Nuclear and Radiological Engineering and Medical Physics Programs, George W. Woodruff School of Mechanical Engineering, Georgia Institute of Technology, 770 State Street, Atlanta, GA, 30332, USA.
Advanced Computing for Health Sciences Section, Oak Ridge National Laboratory, 1 Bethel Valley Road, Oak Ridge, TN, 37830, USA.
Environ Geochem Health. 2024 Feb 17;46(3):82. doi: 10.1007/s10653-023-01820-4.
Characterizing the interplay between exposures shaping the human exposome is vital for uncovering the etiology of complex diseases.
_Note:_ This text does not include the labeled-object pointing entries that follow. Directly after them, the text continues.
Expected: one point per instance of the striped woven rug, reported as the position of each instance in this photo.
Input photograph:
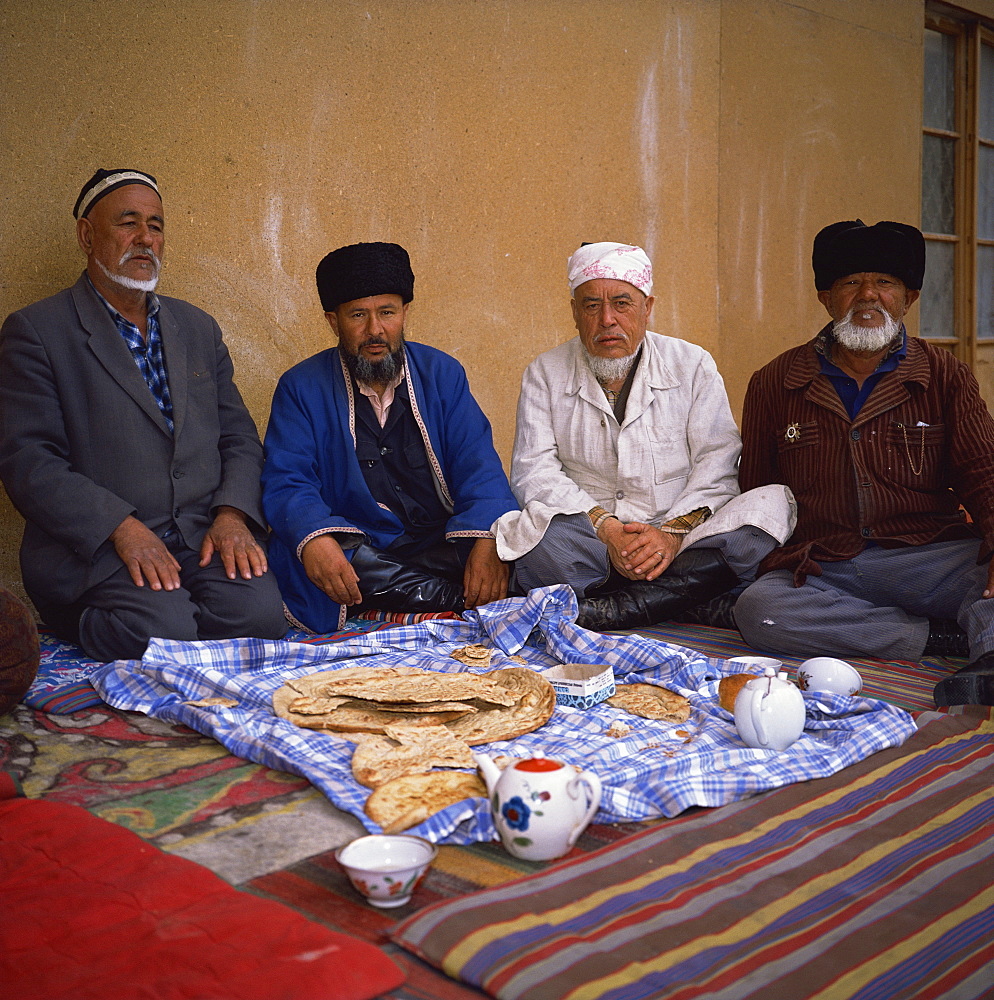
(899, 682)
(873, 883)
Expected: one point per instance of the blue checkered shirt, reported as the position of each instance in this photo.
(147, 353)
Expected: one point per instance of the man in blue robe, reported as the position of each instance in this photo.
(381, 481)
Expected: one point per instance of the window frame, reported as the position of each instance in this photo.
(970, 35)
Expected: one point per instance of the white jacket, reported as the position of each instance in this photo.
(677, 449)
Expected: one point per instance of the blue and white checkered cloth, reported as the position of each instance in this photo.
(658, 769)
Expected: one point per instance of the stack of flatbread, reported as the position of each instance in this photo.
(477, 708)
(407, 722)
(651, 702)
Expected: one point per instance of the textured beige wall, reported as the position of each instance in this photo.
(820, 121)
(489, 138)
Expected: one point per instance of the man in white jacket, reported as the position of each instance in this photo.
(625, 462)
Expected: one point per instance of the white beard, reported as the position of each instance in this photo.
(866, 338)
(138, 284)
(609, 369)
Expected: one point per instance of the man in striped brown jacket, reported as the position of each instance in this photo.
(888, 448)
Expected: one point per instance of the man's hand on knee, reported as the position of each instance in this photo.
(231, 538)
(485, 577)
(145, 555)
(330, 571)
(647, 551)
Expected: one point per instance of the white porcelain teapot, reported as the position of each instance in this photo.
(540, 806)
(769, 711)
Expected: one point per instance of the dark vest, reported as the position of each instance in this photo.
(395, 467)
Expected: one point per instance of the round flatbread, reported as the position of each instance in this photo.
(533, 708)
(650, 702)
(405, 802)
(729, 688)
(404, 751)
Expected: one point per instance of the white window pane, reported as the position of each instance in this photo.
(936, 301)
(985, 192)
(940, 89)
(985, 293)
(938, 185)
(986, 92)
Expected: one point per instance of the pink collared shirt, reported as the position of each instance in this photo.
(381, 404)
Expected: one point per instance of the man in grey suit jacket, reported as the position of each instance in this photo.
(127, 448)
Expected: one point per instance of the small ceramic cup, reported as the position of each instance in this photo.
(386, 868)
(753, 664)
(826, 673)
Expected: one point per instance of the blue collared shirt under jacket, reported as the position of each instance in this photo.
(147, 352)
(312, 482)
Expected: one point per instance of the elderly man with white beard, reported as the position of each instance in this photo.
(126, 447)
(888, 446)
(624, 462)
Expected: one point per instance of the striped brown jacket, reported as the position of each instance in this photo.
(919, 451)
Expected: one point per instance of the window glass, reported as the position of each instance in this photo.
(938, 191)
(985, 293)
(986, 91)
(940, 90)
(985, 192)
(936, 300)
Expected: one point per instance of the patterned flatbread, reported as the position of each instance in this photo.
(499, 705)
(407, 750)
(729, 688)
(387, 684)
(651, 702)
(533, 709)
(474, 655)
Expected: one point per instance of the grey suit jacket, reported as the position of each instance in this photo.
(83, 443)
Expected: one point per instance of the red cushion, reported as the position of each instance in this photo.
(90, 910)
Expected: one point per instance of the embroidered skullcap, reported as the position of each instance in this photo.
(620, 261)
(363, 269)
(105, 181)
(853, 247)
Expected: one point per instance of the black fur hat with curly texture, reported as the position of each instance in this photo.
(364, 269)
(854, 247)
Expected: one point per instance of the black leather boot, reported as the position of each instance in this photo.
(388, 583)
(971, 685)
(717, 613)
(945, 638)
(692, 578)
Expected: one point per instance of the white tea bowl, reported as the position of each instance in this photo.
(754, 664)
(385, 868)
(826, 673)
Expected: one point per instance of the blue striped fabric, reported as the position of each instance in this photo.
(658, 769)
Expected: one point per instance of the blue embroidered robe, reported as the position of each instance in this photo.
(312, 483)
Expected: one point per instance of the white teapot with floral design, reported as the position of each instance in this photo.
(540, 806)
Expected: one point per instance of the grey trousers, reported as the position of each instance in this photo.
(119, 618)
(877, 604)
(570, 552)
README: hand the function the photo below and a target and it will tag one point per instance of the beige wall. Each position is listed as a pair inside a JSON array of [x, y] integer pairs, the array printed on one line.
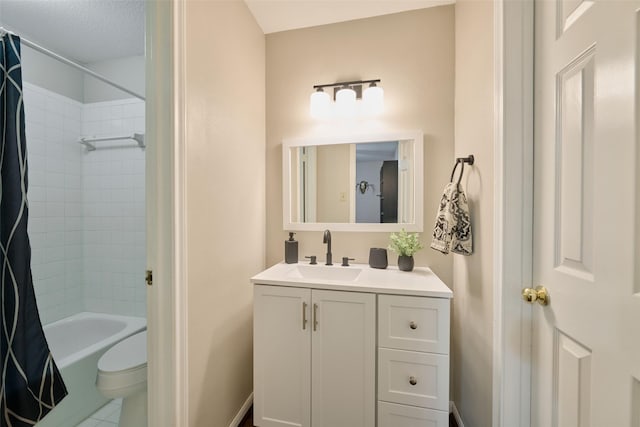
[[225, 142], [413, 54], [472, 343], [127, 72]]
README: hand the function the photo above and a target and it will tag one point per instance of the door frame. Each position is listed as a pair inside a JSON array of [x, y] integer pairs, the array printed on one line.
[[166, 196], [513, 211], [167, 345]]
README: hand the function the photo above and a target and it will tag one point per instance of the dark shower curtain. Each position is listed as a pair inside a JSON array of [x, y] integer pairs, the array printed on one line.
[[31, 383]]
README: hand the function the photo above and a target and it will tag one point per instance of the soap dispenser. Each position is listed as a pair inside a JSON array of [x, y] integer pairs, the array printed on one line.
[[291, 250]]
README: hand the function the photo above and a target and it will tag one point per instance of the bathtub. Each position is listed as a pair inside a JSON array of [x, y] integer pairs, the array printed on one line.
[[77, 342]]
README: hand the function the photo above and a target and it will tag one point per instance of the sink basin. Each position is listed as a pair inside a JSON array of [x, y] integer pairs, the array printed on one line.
[[325, 272]]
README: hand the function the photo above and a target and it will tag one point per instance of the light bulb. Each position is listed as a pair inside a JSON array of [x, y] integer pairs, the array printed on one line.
[[319, 104], [373, 99], [346, 102]]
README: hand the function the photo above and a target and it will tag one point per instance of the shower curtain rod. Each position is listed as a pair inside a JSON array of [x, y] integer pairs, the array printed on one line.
[[73, 64]]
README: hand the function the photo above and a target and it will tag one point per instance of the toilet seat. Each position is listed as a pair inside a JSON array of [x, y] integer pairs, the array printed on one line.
[[122, 370]]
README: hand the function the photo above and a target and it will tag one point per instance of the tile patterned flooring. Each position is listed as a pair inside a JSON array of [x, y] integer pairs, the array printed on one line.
[[107, 416], [248, 420]]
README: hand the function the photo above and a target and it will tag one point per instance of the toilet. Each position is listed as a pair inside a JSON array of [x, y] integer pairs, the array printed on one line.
[[122, 373]]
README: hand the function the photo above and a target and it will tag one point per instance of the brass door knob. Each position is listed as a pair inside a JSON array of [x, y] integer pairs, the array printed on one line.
[[539, 294]]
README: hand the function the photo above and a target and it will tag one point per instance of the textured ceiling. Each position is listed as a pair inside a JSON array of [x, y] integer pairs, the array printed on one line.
[[81, 30], [282, 15]]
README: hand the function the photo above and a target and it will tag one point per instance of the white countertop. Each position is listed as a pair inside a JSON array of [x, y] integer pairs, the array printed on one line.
[[419, 282]]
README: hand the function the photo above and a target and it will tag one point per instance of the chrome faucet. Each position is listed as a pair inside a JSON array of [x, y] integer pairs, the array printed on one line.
[[327, 239]]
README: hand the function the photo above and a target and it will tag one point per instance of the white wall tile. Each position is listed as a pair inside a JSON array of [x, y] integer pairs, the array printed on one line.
[[85, 228]]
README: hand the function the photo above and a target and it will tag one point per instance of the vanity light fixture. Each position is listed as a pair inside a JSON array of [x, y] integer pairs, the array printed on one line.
[[320, 104], [345, 95]]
For example, cancer risk is modified by a range of multifactorial external environmental exposures. Environmental, socioeconomic, and lifestyle factors all shape lung cancer risk. However, epidemiological studies of radon aimed at identifying populations at high risk for lung cancer often fail to consider multiple exposures simultaneously. For example, moderating factors, such as PM, may affect the transport of radon progeny to lung tissue. This ecological analysis leveraged a population-level dataset from the National Cancer Institute's Surveillance, Epidemiology, and End-Results data (2013-17) to simultaneously investigate the effect of multiple sources of low-dose radiation (gross [Formula: see text] activity and indoor radon) and PM on lung cancer incidence rates in the USA. County-level factors (environmental, sociodemographic, lifestyle) were controlled for, and Poisson regression and random forest models were used to assess the association between radon exposure and lung and bronchus cancer incidence rates. Tree-based machine learning (ML) method perform better than traditional regression: Poisson regression: 6.29/7.13 (mean absolute percentage error, MAPE), 12.70/12.77 (root mean square error, RMSE); Poisson random forest regression: 1.22/1.16 (MAPE), 8.01/8.15 (RMSE). The effect of PM increased with the concentration of environmental radon, thereby confirming findings from previous studies that investigated the possible synergistic effect of radon and PM on health outcomes. In summary, the results demonstrated (1) a need to consider multiple environmental exposures when assessing radon exposure's association with lung cancer risk, thereby highlighting (1) the importance of an exposomics framework and (2) that employing ML models may capture the complex interplay between environmental exposures and health, as in the case of indoor radon exposure and lung cancer incidence.
描述塑造人类暴露组的各种暴露因素之间的相互作用对于揭示复杂疾病的病因至关重要。例如,癌症风险受到多种多因素环境暴露的影响。环境、社会经济和生活方式因素都会影响肺癌的风险。然而,旨在确定肺癌高危人群的氡流行病学研究往往未能同时考虑多种暴露因素。例如,PM 等调节因素可能会影响氡子体向肺部组织的输送。这项生态分析利用了美国国家癌症研究所监测、流行病学和最终结果数据(2013-17 年)的人群水平数据集,同时研究了多种低剂量辐射源(总[公式:见文本]活性和室内氡)和 PM 对美国肺癌发病率的影响。控制了县级因素(环境、社会人口统计学、生活方式),并使用泊松回归和随机森林模型评估了氡暴露与肺癌和支气管癌发病率之间的关联。基于树的机器学习(ML)方法比传统回归表现更好:泊松回归:6.29/7.13(平均绝对百分比误差,MAPE),12.70/12.77(均方根误差,RMSE);泊松随机森林回归:1.22/1.16(MAPE),8.01/8.15(RMSE)。PM 的影响随着环境氡浓度的增加而增加,从而证实了之前研究的结果,即研究氡和 PM 对健康结果的可能协同作用。总之,结果表明(1)在评估氡暴露与肺癌风险之间的关联时,需要考虑多种环境暴露因素,从而突出(1)暴露组学框架的重要性和(2)采用 ML 模型可能捕捉到环境暴露与健康之间的复杂相互作用,就像室内氡暴露与肺癌发病率之间的关系一样。